2 words: rear. brakepad.


i immediately JUMPED from 14.8 to 18.6 and the effort to maintain that was MUCH LESS. about 5 minutes after my body had recovered, i rode another 15-20 miles averaging 19mph.


so i'm going to redo the field test tomorrow and see what the difference is. it will be interesting to compare.


PS that doesnt excuse me..everything y'all said is still valid..if my legs were sore for the first time in ages..CLEARLY i'm not pushing myself so everything you said above still applies...at least i wont have to feel like a complete loser now.


----------



## psycleridr (Jul 21, 2005)

HAHAHAHA. 
I can assure you none of us have ever done that....or fallen while stopped at a light because we couldn't clip out......
Was it on the other day too?


----------



## nyvram (Apr 11, 2002)

thanks psycle..yeah i'm still smarting but it is pretty funny.

yep, this was likely my issue on sat as well..i feel pretty stupid now.

edit avg power and HR are 280 and 166 respectively. i'm going to redo tomorrow and see if those numbers change. i was hoping for a higher avg wattage. funny thing is i have been using 167 as my target HR before i did the field test for the last month or so..so i was pretty close even without the field test. weird huh?


----------



## heathb (Nov 1, 2008)

Don't mess with the Carmichael field test. You need to ride at least every other day. Don't space your workouts apart by more than two days or your not going to get anywhere. 

Personally in your situation I woudn't even screw with the power meter. 

You seem like your trying to slam yourself with too many goals at once. Just chill out and take a deep breath. Your racing license which probably cost $50 tops will still be good clear into the end of September or whenever your road racing schedule winds down.

Trust me they'll be plenty of guys early season show up with pot bellies depending on your catagory.


----------



## nyvram (Apr 11, 2002)

wait..seriously? u know i value y'alls opinions. why not use it to get an idea where to train? i mean all his workouts follow from the field test results.

i probably am doing too much..but i want to do what i can..within the time i have available..in order not to drag in at the rear of the races.

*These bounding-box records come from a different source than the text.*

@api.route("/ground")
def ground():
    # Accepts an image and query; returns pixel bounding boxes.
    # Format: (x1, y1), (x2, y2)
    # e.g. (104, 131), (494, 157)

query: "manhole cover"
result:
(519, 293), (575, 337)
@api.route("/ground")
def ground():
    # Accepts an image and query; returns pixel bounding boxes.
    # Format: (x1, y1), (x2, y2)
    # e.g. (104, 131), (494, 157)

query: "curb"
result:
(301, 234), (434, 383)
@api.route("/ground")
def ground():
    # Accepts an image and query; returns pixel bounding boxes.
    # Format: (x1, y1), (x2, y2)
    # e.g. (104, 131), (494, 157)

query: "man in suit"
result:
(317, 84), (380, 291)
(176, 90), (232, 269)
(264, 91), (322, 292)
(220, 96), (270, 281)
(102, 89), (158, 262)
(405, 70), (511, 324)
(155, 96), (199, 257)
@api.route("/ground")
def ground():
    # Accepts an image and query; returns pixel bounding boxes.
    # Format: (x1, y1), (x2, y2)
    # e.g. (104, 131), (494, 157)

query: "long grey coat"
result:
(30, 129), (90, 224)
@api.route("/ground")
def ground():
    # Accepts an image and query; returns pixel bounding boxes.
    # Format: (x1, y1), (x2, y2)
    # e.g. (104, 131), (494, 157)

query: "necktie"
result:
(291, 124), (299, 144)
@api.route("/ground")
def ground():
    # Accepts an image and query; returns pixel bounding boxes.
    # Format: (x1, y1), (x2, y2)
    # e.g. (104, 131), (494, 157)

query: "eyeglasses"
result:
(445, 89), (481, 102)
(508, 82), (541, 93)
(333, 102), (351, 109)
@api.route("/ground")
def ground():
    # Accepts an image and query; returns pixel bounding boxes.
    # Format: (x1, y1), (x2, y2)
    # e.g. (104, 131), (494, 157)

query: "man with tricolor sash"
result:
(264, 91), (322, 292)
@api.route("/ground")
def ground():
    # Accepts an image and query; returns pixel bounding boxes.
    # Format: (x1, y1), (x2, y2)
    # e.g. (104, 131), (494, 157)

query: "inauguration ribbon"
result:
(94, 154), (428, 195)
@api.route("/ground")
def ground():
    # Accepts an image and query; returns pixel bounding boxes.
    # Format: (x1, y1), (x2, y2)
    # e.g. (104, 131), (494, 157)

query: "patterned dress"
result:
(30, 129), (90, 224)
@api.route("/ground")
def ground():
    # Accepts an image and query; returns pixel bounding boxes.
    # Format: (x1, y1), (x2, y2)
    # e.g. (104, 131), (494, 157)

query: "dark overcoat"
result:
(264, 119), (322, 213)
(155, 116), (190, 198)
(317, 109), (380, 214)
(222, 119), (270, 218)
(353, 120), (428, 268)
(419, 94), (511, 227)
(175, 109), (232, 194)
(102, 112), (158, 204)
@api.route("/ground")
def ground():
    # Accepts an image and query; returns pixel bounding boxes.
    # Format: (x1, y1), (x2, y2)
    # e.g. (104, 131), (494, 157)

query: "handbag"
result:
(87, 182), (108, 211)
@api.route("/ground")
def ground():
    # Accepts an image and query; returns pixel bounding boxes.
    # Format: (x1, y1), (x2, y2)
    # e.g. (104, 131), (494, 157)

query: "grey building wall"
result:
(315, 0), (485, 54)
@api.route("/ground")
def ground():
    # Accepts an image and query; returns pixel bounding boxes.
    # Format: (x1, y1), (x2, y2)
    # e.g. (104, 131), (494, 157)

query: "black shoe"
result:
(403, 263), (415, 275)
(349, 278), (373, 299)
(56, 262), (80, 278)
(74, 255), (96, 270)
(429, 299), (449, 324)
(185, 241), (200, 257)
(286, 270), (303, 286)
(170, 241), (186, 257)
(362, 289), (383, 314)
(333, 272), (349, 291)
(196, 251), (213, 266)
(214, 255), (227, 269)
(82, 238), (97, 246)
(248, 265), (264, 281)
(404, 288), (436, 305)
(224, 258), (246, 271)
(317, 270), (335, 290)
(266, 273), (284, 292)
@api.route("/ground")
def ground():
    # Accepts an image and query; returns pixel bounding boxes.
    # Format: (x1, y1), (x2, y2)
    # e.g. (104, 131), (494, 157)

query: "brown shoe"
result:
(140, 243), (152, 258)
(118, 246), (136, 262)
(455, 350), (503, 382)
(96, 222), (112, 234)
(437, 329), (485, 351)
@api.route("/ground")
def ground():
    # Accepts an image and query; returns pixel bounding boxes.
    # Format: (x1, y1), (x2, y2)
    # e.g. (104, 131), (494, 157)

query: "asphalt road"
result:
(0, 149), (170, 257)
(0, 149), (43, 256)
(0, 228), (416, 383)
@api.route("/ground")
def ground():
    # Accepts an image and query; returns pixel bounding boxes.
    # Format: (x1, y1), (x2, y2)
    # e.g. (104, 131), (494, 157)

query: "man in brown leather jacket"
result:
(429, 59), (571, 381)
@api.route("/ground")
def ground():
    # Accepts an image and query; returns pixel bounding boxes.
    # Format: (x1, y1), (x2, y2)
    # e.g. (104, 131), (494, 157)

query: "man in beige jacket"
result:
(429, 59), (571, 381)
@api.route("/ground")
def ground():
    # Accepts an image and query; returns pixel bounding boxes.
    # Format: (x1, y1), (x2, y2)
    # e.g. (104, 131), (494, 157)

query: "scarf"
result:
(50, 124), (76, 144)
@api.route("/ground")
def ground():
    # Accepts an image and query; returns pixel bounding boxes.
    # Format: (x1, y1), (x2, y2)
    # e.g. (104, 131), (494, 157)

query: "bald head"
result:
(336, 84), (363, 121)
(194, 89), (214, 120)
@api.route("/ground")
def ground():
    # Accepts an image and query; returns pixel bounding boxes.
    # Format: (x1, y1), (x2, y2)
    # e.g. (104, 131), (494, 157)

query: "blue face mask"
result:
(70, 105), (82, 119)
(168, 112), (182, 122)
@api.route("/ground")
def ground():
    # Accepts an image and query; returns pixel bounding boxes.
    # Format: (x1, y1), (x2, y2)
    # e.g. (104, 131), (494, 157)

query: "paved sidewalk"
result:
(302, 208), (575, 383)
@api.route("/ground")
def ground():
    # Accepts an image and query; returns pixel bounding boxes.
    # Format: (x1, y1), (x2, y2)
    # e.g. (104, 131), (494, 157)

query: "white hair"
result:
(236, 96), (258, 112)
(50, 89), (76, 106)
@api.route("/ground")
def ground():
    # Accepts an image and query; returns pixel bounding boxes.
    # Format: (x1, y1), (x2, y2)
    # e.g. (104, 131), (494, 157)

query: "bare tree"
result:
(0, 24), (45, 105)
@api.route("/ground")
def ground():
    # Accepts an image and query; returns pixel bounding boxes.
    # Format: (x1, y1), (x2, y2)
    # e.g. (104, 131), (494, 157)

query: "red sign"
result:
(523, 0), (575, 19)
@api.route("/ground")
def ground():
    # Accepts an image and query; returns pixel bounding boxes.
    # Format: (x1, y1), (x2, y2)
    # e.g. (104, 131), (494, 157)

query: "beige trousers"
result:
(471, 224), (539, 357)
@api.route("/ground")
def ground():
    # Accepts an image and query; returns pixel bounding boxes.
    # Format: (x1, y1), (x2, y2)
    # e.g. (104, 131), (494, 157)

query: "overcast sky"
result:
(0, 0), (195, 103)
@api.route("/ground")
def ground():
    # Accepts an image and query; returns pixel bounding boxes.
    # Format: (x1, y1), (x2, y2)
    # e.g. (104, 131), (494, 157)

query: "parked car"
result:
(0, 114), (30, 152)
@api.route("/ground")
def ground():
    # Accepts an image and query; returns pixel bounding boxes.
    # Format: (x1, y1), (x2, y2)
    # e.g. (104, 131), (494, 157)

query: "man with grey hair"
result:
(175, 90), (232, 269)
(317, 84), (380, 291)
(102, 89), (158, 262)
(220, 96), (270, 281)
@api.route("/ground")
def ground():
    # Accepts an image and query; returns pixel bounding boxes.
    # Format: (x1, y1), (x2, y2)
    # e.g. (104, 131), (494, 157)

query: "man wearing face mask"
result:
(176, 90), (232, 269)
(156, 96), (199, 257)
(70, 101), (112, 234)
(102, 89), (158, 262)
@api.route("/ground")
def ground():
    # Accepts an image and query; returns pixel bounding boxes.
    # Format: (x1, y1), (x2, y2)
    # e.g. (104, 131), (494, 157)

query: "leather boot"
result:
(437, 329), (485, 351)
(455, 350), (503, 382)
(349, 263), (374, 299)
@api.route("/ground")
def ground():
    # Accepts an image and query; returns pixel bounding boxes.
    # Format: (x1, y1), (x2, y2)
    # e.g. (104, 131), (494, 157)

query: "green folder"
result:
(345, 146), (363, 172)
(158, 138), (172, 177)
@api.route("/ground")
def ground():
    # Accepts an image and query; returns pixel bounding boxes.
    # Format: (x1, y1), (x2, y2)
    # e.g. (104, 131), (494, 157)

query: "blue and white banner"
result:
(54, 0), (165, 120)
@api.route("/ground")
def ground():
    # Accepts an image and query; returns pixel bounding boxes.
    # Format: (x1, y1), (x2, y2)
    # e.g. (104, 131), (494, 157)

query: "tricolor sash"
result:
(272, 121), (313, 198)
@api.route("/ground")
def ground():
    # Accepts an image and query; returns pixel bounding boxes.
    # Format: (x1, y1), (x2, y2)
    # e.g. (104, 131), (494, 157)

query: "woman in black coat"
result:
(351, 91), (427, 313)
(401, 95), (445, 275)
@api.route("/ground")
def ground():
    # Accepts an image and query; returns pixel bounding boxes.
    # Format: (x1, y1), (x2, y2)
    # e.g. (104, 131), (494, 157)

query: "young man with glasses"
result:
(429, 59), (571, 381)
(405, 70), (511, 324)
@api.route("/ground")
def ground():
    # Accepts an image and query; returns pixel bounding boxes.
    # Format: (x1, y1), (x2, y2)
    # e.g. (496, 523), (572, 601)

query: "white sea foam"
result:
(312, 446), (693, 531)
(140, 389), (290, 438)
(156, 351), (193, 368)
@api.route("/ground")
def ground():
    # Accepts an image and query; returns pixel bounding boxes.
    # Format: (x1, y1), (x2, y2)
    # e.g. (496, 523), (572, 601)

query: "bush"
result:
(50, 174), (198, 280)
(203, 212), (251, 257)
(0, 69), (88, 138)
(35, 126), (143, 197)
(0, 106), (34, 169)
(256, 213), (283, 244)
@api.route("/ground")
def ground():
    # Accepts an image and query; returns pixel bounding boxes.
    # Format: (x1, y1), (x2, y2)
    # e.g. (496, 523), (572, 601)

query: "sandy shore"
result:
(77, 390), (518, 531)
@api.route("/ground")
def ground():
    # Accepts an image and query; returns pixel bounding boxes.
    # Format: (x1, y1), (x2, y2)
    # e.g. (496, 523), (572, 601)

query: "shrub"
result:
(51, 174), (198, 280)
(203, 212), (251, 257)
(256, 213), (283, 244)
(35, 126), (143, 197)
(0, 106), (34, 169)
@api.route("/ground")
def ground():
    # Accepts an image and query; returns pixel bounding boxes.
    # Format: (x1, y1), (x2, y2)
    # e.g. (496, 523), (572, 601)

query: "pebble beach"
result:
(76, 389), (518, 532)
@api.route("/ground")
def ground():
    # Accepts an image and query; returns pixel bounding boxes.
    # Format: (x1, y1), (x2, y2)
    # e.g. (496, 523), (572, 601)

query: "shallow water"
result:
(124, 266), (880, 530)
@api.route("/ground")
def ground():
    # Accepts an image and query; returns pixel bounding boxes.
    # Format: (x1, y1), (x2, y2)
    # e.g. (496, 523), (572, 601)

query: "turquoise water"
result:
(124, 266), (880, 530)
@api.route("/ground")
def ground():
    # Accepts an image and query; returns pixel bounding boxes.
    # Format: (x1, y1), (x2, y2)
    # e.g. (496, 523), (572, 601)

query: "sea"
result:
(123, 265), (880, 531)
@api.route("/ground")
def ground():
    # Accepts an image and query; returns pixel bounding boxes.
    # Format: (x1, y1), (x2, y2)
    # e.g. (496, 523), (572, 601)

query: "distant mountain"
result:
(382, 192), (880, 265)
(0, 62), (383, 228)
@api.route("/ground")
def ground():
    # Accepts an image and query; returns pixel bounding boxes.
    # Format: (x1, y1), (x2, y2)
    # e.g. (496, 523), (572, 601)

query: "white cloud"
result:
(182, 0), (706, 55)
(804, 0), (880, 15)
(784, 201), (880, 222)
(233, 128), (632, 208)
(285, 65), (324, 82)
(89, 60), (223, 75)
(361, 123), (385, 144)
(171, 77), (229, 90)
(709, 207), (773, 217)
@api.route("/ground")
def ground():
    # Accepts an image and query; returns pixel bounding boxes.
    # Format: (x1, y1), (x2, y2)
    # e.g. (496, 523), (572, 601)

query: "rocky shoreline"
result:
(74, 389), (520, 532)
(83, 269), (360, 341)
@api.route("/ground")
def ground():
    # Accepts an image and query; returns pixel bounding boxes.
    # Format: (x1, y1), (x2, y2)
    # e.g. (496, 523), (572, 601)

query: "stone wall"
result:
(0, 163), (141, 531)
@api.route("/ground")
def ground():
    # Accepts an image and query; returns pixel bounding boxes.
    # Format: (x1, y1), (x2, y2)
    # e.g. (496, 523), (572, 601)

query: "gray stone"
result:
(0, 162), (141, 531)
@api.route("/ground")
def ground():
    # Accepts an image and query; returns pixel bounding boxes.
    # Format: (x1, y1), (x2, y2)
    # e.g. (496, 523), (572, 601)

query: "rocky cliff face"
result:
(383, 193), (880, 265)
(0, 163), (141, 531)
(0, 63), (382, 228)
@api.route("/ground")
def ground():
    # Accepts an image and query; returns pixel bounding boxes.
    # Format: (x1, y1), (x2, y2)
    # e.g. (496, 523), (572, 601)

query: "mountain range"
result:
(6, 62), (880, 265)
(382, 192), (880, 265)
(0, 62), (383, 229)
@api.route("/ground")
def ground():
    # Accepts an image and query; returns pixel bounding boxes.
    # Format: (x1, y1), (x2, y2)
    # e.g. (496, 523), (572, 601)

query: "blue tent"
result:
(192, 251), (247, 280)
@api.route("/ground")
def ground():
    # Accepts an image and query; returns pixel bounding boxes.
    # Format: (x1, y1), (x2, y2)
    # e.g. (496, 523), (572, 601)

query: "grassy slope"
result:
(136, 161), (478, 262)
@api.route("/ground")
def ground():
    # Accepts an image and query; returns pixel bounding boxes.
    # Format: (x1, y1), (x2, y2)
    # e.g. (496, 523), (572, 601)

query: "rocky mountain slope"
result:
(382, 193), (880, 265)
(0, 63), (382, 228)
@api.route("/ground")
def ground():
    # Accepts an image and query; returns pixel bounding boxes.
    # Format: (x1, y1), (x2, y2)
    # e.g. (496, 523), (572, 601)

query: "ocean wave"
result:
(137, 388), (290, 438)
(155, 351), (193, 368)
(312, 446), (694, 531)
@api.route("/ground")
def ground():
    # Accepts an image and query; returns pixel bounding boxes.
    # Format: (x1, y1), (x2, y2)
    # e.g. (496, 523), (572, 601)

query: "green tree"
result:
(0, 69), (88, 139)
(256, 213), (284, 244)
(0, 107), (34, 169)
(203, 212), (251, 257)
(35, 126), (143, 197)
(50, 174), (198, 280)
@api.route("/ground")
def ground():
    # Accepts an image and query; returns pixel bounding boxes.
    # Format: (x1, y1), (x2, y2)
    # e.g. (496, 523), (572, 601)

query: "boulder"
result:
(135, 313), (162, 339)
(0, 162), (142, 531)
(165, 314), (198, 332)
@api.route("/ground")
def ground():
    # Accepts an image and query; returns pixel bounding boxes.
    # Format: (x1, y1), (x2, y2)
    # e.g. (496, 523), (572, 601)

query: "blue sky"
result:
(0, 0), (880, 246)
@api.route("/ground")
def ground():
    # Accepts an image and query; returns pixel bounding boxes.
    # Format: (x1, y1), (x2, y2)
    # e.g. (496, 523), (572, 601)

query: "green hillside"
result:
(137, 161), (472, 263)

my primary goal for the season is one top 10 finish which is hard because of the hills here and the seemingly endless supply of 20-somethings who have nothing to do all day but ride their bikes constantly.


----------



## nyvram (Apr 11, 2002)

ok i know y'all are waiting with baited breath...drumroll...

3/16/11 CTS Field Test
CTS #1 AVG POWER 280 AVG HR 166
CTS #2 AVG POWER 270 AVG HR 157

3/'17/11 CTS Field Test
CTS #1 AVG POWER 294 AVG HR 167
CTS #2 AVG POWER 292 AVG HR 167

lol!! the HR is what i've been 'guessing' is my threshold all along...i mean on the dang dot. i'm happy to see without the brakepad rubbing that my power jumped 14 watts. i'm going to use the new wattage as my multiplier.

anyway, i know this is probably overkill..but i'm a total geek and am trying to follow the book to the T. i'm happy to have confirmation of the numbers if nothing else.


----------



## vontress (Jul 19, 2009)

If you ride all your rides with the brake rubbing, think of how easy it will feel when you ride races without the rubbing. Funny story. I've been there before. I always check mine as a result of the error. I'm sure you will too.


----------



## jordo_99 (Apr 15, 2011)

nyvram said:


> 2 words: rear. brakepad.


Too funny. The same thing happened to me during a training ride. I kept feeling a bunch of frame vibration during my ride and 15 miles in I decided to stop and take a look. Sure enough my rear brake got bumped on the way out the door or something and was rubbing.

I was about to recommend checking this before reading all the way through the thread. It's always the simplest problems that are the hardest to solve isn't it? Glad you figured it out though


----------



## Mike T. (Feb 3, 2004)

nyvram said:


> 2 words: rear. brakepad.


That happened to me on a mountain bike dirt road hard training ride a few years back. I was ok for one long lap and then the bottom fell out. My buddy was easily riding away from me on that 2nd lap. I ate and drank with no improvement. Finally I was down to riding at walking pace with ZERO energy left. I told my bud to ride home alone. Finally I HAD to stop and rest. I even started to walk home as I just had NO power to ride. But the bike wouldn't even PUSH !!

I lifted the front wheel and it wouldn't turn. One of the cantilever brake pivot screws had come loose allowing a pad to drag. Two seconds with a 5mm allen wrench fixed it and I rode home at 16mph. It took me a week to recover from that ride - 30+ miles on the ultimate ergometer. DOHHH!

I e-mailed my bud to tell him what had happened but I could tell he didn't believe me :mad2:


----------